Training-Free Unsupervised Prompt for Vision-Language Models
CoRR(2024)
摘要
Prompt learning has become the most effective paradigm for adapting large
pre-trained vision-language models (VLMs) to downstream tasks. Recently,
unsupervised prompt tuning methods, such as UPL and POUF, directly leverage
pseudo-labels as supervisory information to fine-tune additional adaptation
modules on unlabeled data. However, inaccurate pseudo labels easily misguide
the tuning process and result in poor representation capabilities. In light of
this, we propose Training-Free Unsupervised Prompts (TFUP), which maximally
preserves the inherent representation capabilities and enhances them with a
residual connection to similarity-based prediction probabilities in a
training-free and labeling-free manner. Specifically, we integrate both
instance confidence and prototype scores to select representative samples,
which are used to customize a reliable Feature Cache Model (FCM) for
training-free inference. Then, we design a Multi-level Similarity Measure (MSM)
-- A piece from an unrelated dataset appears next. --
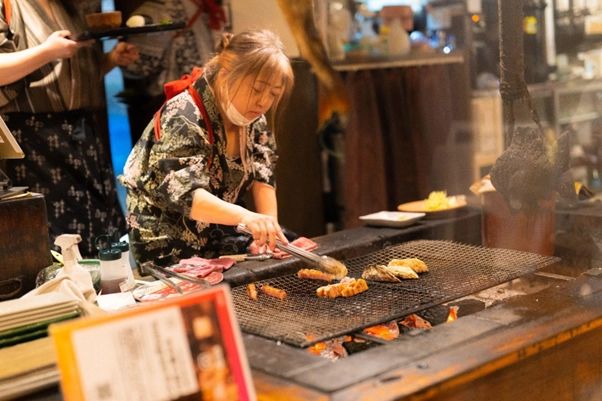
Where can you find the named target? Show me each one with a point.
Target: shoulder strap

that considers both feature-level and semantic-level similarities to calculate
the distance between each test image and the cached sample as the weight of the
corresponding cached label to generate similarity-based prediction
probabilities. In this way, TFUP achieves surprising performance, even
surpassing the training-base method on multiple classification datasets. Based
on our TFUP, we propose a training-based approach (TFUP-T) to further boost the
adaptation performance. In addition to the standard cross-entropy loss, TFUP-T
adopts an additional marginal distribution entropy loss to constrain the model
from a global perspective. Our TFUP-T achieves new state-of-the-art
classification performance compared to unsupervised and few-shot adaptation
approaches on multiple benchmarks. In particular, TFUP-T improves the
classification accuracy of POUF by 3.3
dataset.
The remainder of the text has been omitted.